La Mission de l’ONU en Centrafrique (MINUSCA) indique, dans une note d’information datée du 31 juillet, que l’Union pour la paix en Centrafrique (UPC)* et des miliciens Anti-balaka *« ont tué plus de 600 personnes dans les villes d’Alindao, Kembé, Pombolo, Zémio, Bangassou et Gambo entre mai et décembre 2017 ». Environ 60% des violations et abus documentés peuvent être imputables aux membres de l’UPC et les 40% restants aux milices associées aux Anti-balaka, estime la mission de l’ONU, selon laquelle des dizaines de milliers de civils ont par ailleurs été forcés de se déplacer, voire même de se réfugier en République démocratique du Congo (RDC).

Selon la note d’information, les enquêtes menées par la division des droits de l’homme (DDH) de la MINUSCA montrent que des combattants de l’UPC et  des Anti-balaka ont tué des civils de manière intentionnelle et ciblée, commettant ainsi des actes qui peuvent « constituer des crimes de guerre devant un tribunal compétent ». « A Alindao, Kembé et Pombolo, certains meurtres pourraient constituer des crimes contre l’humanité car ils ont été commis dans le cadre d’une attaque généralisée ou systématique dirigée contre une population civile », poursuit la MINUSCA.

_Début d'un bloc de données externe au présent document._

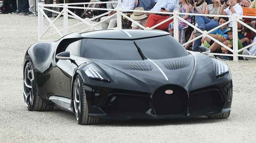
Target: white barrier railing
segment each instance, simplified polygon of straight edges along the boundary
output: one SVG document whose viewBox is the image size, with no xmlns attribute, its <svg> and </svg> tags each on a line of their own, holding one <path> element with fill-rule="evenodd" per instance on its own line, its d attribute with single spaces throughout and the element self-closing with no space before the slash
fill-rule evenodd
<svg viewBox="0 0 256 143">
<path fill-rule="evenodd" d="M 100 2 L 100 3 L 112 3 L 113 2 Z M 89 4 L 94 4 L 98 3 L 97 2 L 90 2 L 90 3 L 68 3 L 68 4 L 43 4 L 42 3 L 39 3 L 38 4 L 38 41 L 54 41 L 57 39 L 58 39 L 59 38 L 63 36 L 64 35 L 65 35 L 72 32 L 73 31 L 71 32 L 70 30 L 72 28 L 75 28 L 75 30 L 77 30 L 78 29 L 77 27 L 80 26 L 83 24 L 85 24 L 85 25 L 84 28 L 82 27 L 82 28 L 81 28 L 80 31 L 76 31 L 76 32 L 78 33 L 82 33 L 86 31 L 89 30 L 97 30 L 101 29 L 100 26 L 99 26 L 99 25 L 101 23 L 107 20 L 108 18 L 110 18 L 114 16 L 115 15 L 117 16 L 117 28 L 121 28 L 121 16 L 123 16 L 132 22 L 135 23 L 136 24 L 139 25 L 139 26 L 141 27 L 142 29 L 146 30 L 149 30 L 152 29 L 164 23 L 165 22 L 167 22 L 168 21 L 170 20 L 171 19 L 173 19 L 174 23 L 175 24 L 174 25 L 174 37 L 178 41 L 179 41 L 179 30 L 178 29 L 178 21 L 179 19 L 182 21 L 184 23 L 187 24 L 189 26 L 191 26 L 194 29 L 197 30 L 198 31 L 200 31 L 202 32 L 202 34 L 199 36 L 196 37 L 193 39 L 187 41 L 187 42 L 183 44 L 183 46 L 185 46 L 185 45 L 193 41 L 194 41 L 199 39 L 201 38 L 202 37 L 207 37 L 210 38 L 211 39 L 217 42 L 220 45 L 221 45 L 224 47 L 226 48 L 231 52 L 233 53 L 233 54 L 219 54 L 216 53 L 210 53 L 209 54 L 212 54 L 215 55 L 225 55 L 228 56 L 233 56 L 233 60 L 234 61 L 238 61 L 238 57 L 240 56 L 242 56 L 241 55 L 239 55 L 238 53 L 243 51 L 243 50 L 247 48 L 250 47 L 256 44 L 256 43 L 252 43 L 249 45 L 243 48 L 242 49 L 238 49 L 238 44 L 237 43 L 238 41 L 238 33 L 237 33 L 237 22 L 239 22 L 241 23 L 242 24 L 246 26 L 246 27 L 249 28 L 252 31 L 256 33 L 256 30 L 253 29 L 252 28 L 250 27 L 247 24 L 246 24 L 244 22 L 241 21 L 240 19 L 241 18 L 256 18 L 256 17 L 252 17 L 249 16 L 241 16 L 239 15 L 236 13 L 233 14 L 232 15 L 227 16 L 227 15 L 213 15 L 209 14 L 203 14 L 199 13 L 181 13 L 178 12 L 177 10 L 175 10 L 173 12 L 161 12 L 160 11 L 141 11 L 141 10 L 127 10 L 127 9 L 121 9 L 120 8 L 118 8 L 117 9 L 107 9 L 107 8 L 87 8 L 87 7 L 74 7 L 72 6 L 70 6 L 74 5 L 86 5 Z M 45 7 L 56 7 L 63 8 L 63 9 L 61 10 L 61 11 L 59 12 L 50 9 L 48 8 L 45 8 Z M 97 18 L 100 18 L 101 17 L 107 15 L 108 13 L 110 13 L 110 11 L 108 11 L 106 12 L 105 12 L 101 14 L 100 14 L 99 15 L 97 16 L 92 18 L 89 19 L 89 18 L 85 18 L 84 19 L 81 18 L 79 16 L 78 16 L 73 12 L 70 10 L 68 8 L 77 8 L 77 9 L 94 9 L 97 10 L 112 10 L 112 11 L 116 11 L 117 13 L 112 15 L 111 16 L 110 16 L 108 18 L 105 19 L 104 20 L 98 22 L 96 22 L 95 20 Z M 52 20 L 52 18 L 50 19 L 46 15 L 46 14 L 44 12 L 44 10 L 46 10 L 48 11 L 51 11 L 53 13 L 55 13 L 57 14 L 56 17 L 54 18 L 53 20 Z M 149 28 L 148 27 L 145 27 L 143 25 L 140 25 L 139 24 L 137 23 L 133 20 L 132 19 L 128 16 L 125 15 L 122 13 L 122 11 L 129 11 L 131 12 L 145 12 L 147 13 L 157 13 L 162 14 L 172 14 L 173 16 L 171 17 L 170 17 L 168 19 L 164 21 L 161 23 L 157 24 L 154 25 L 153 27 Z M 70 14 L 68 15 L 68 13 L 69 13 Z M 209 30 L 208 31 L 202 31 L 201 30 L 195 26 L 195 25 L 189 23 L 187 21 L 184 20 L 183 18 L 179 16 L 179 14 L 187 14 L 190 15 L 203 15 L 205 16 L 221 16 L 223 17 L 227 17 L 231 18 L 231 20 L 221 25 L 219 25 L 218 26 L 213 29 L 212 29 Z M 56 24 L 56 22 L 58 20 L 60 20 L 59 19 L 59 17 L 62 15 L 63 16 L 63 24 L 60 24 L 60 25 L 58 25 Z M 44 18 L 44 17 L 45 17 L 46 19 Z M 78 20 L 75 22 L 72 21 L 73 23 L 71 25 L 69 25 L 69 17 L 71 18 L 75 19 L 76 20 Z M 46 19 L 46 21 L 45 21 Z M 49 23 L 49 25 L 47 26 L 47 27 L 46 29 L 44 29 L 44 24 L 45 23 L 48 22 Z M 222 43 L 219 41 L 218 41 L 214 38 L 210 36 L 208 34 L 210 32 L 216 30 L 220 27 L 221 27 L 222 26 L 230 22 L 232 22 L 232 26 L 233 27 L 233 49 L 232 49 L 229 48 L 226 45 L 224 45 Z M 75 22 L 75 23 L 74 23 Z M 63 28 L 62 28 L 63 27 Z M 50 28 L 53 28 L 55 31 L 54 31 L 53 30 L 50 30 Z M 79 29 L 78 29 L 79 30 Z M 47 38 L 50 37 L 53 35 L 59 35 L 59 37 L 57 37 L 56 39 L 46 39 Z M 247 55 L 243 55 L 243 56 L 245 57 L 249 57 L 256 58 L 256 56 L 247 56 Z"/>
</svg>

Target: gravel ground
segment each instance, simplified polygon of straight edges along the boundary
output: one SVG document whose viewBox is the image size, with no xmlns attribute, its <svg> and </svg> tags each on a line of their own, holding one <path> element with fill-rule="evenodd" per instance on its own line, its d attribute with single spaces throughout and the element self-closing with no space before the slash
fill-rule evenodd
<svg viewBox="0 0 256 143">
<path fill-rule="evenodd" d="M 256 140 L 256 61 L 226 62 L 230 67 L 234 85 L 232 109 L 226 119 L 209 120 L 201 117 L 153 120 L 104 120 L 98 125 L 82 126 L 77 124 L 74 114 L 58 108 L 51 112 L 29 111 L 23 98 L 22 65 L 27 49 L 37 41 L 37 25 L 36 17 L 0 14 L 0 142 L 253 142 Z"/>
</svg>

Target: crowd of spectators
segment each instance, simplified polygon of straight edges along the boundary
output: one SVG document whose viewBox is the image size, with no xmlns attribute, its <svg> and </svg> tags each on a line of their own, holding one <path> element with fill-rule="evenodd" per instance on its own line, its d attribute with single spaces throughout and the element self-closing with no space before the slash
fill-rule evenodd
<svg viewBox="0 0 256 143">
<path fill-rule="evenodd" d="M 12 13 L 13 14 L 29 16 L 34 13 L 37 8 L 34 8 L 34 0 L 18 0 L 18 8 Z M 116 9 L 118 7 L 125 9 L 138 10 L 154 11 L 172 12 L 178 10 L 178 12 L 186 13 L 200 13 L 210 15 L 231 15 L 233 13 L 237 13 L 240 15 L 243 15 L 243 8 L 246 7 L 250 8 L 256 8 L 255 0 L 56 0 L 56 3 L 77 3 L 85 2 L 100 2 L 100 1 L 117 1 L 117 3 L 109 3 L 107 4 L 107 8 Z M 36 0 L 36 2 L 41 2 L 41 0 Z M 53 0 L 45 0 L 45 4 L 53 4 Z M 97 4 L 90 4 L 86 7 L 89 8 L 97 8 Z M 37 7 L 37 6 L 36 7 Z M 75 6 L 83 7 L 82 5 L 75 5 Z M 48 8 L 52 9 L 52 7 Z M 60 8 L 60 11 L 62 9 Z M 35 11 L 34 11 L 35 9 Z M 86 9 L 83 11 L 81 9 L 71 8 L 71 11 L 73 12 L 78 16 L 82 18 L 91 18 L 94 14 L 94 10 Z M 166 14 L 159 14 L 151 12 L 132 12 L 129 11 L 122 11 L 122 13 L 127 13 L 129 16 L 136 22 L 130 24 L 130 27 L 132 29 L 141 29 L 143 26 L 151 28 L 156 24 L 170 18 L 172 15 Z M 106 29 L 115 27 L 117 26 L 117 15 L 113 15 L 116 11 L 111 11 L 107 16 L 101 18 L 101 21 L 104 21 L 101 23 L 103 29 Z M 49 11 L 46 11 L 46 15 L 49 17 L 52 16 L 52 13 Z M 89 17 L 88 16 L 89 16 Z M 200 30 L 197 31 L 192 31 L 189 39 L 187 40 L 200 36 L 203 31 L 208 31 L 219 25 L 230 20 L 231 17 L 216 16 L 212 17 L 203 16 L 196 16 L 193 17 L 191 15 L 181 14 L 181 17 L 191 23 L 196 24 L 195 25 Z M 246 24 L 255 29 L 255 21 L 250 22 Z M 126 21 L 126 22 L 127 22 Z M 187 25 L 186 23 L 179 20 L 179 37 L 181 36 L 181 31 L 183 27 Z M 139 26 L 140 24 L 141 26 Z M 208 34 L 218 41 L 222 42 L 228 47 L 233 48 L 232 32 L 233 30 L 232 27 L 232 22 L 229 24 L 223 25 L 222 27 L 212 31 Z M 167 21 L 163 24 L 155 27 L 154 29 L 160 29 L 169 32 L 170 35 L 173 36 L 174 24 L 173 20 Z M 256 40 L 255 33 L 249 28 L 238 23 L 238 37 L 239 49 L 248 45 L 253 42 L 255 42 Z M 184 33 L 183 33 L 184 34 Z M 180 40 L 181 40 L 180 39 Z M 207 47 L 211 52 L 230 54 L 229 51 L 222 46 L 218 42 L 214 41 L 208 37 L 203 37 L 195 40 L 193 42 L 189 43 L 184 48 L 189 50 L 194 51 L 199 50 L 199 46 L 203 45 Z M 243 51 L 239 52 L 239 54 L 255 55 L 256 55 L 256 45 L 253 46 L 250 49 L 245 49 Z M 231 57 L 224 56 L 218 56 L 217 58 L 220 59 L 226 60 L 232 58 Z M 240 57 L 242 58 L 243 57 Z M 251 58 L 244 57 L 244 59 L 251 59 Z"/>
</svg>

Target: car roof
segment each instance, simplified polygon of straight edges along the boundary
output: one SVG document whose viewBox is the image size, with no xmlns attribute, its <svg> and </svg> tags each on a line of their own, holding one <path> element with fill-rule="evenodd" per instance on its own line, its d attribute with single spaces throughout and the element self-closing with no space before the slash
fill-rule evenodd
<svg viewBox="0 0 256 143">
<path fill-rule="evenodd" d="M 80 34 L 84 38 L 130 40 L 161 36 L 169 34 L 163 31 L 157 30 L 145 30 L 114 28 L 88 31 L 80 33 Z"/>
</svg>

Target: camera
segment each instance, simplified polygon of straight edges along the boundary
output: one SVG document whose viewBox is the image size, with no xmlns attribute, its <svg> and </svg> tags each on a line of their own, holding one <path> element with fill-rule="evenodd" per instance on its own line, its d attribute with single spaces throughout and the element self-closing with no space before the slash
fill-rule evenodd
<svg viewBox="0 0 256 143">
<path fill-rule="evenodd" d="M 191 0 L 191 5 L 194 5 L 194 1 L 193 0 Z M 198 1 L 195 1 L 195 3 L 197 3 L 198 2 Z"/>
<path fill-rule="evenodd" d="M 225 2 L 225 3 L 226 3 L 226 4 L 227 4 L 227 1 L 228 0 L 224 0 L 224 2 Z M 227 4 L 227 6 L 229 6 Z"/>
</svg>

L’enquête accuse en plus ces groupes armés antagonistes de s’être livrés, au cours de la même période, à des pillages et destructions des bâtiments publics, de lieux de culte, de nombreuses maisons privées, de magasins et commerces.

Musulmans ciblés

La MINUSCA indique par ailleurs avoir enregistré plusieurs cas d’attaques ciblées par des milices Anti-balaka contre des membres de la communauté musulmane. « Des civils ont été tués du fait de leur religion ou parce qu’ils procuraient de la nourriture et autres formes d’assistance à des civils musulmans dans le besoin ou qui cherchaient refuge par crainte pour leur vie », accuse la note d’information. L’enquête cite, à titre d’exemple, l’attaque du 13 mai 2017 ayant visé simultanément la base de la MINUSCA et la population musulmane dans le district de Tokoyo à Bangassou. Ces assaillants Anti-balaka ont ensuite procédé au meurtre d’au moins 70 civils musulmans, forçant les autres à chercher refuge à la cathédrale de Bangassou. Dans un autre incident, le 24 mai 2017, poursuit la mission des Nations unies, des milices associées aux Anti-balaka sont entrées de force dans le centre de santé de Médecins sans Frontières (MSF) à Bangassou, ont bloqué les entrées et les sorties, procédé à une fouille complète des patients musulmans et assassiné deux femmes peulhs. Ils en ont enterré une vivante et ont tué une autre à coups de machettes. Quatre jours plus tard, ces mêmes groupes ont tué cinq enfants peulhs et grièvement blessé leur mère alors qu’ils tentaient de fuir vers la RDC, dénonce l’enquête.

Viols

Les enquêteurs de la MINUSCA ont également constaté que ces combattants UPC et Anti-balaka utilisaient la violence sexuelle et/ou le viol comme arme de guerre. A ce sujet, la mission affirme avoir documenté 14 cas de viol ou de tentative de viol de femmes, de filles et d’hommes âgés de 15 à 50 ans à Alindao, Zemio, Mobaye et Bangassou.

Elle dénonce par ailleurs plusieurs attaques contre le personnel et les biens d’ONG nationales et internationales, d’autres membres de la communauté humanitaire, des responsables de l’Eglise catholique, des leaders communautaires ainsi que des membres du personnel civil ou en uniforme de l’ONU. S’agissant des responsabilités, la mission des Nations unies indique avoir identifié 250 auteurs présumés -allant des instigateurs et commandants supérieurs aux combattants de rang inférieur ainsi qu’aux partisans des groupes armés.

« Il est important que les autorités judiciaires nationales enquêtent sur les crimes atroces commis dans le Sud-Est et prennent les mesures nécessaires pour traduire les auteurs présumés devant les juridictions nationales, y compris la Cour pénale spéciale », un tribunal hybride créé par le gouvernement centrafricain, conclut cette note d’information.

 

*L’Union pour la paix en Centrafrique (UPC) est une faction de l’ex- Séléka, une coalition rebelle majoritairement musulmane qui a chassé du pouvoir le président François Bozizé en mars 2013. Impliqués dans de nombreuses exactions contre la population civile, les rebelles de cette nébuleuse ont dû faire face aux Anti-balaka, des milices d’auto-défense majoritairement chrétiennes qui, à leur tour, se sont livrées à des violences.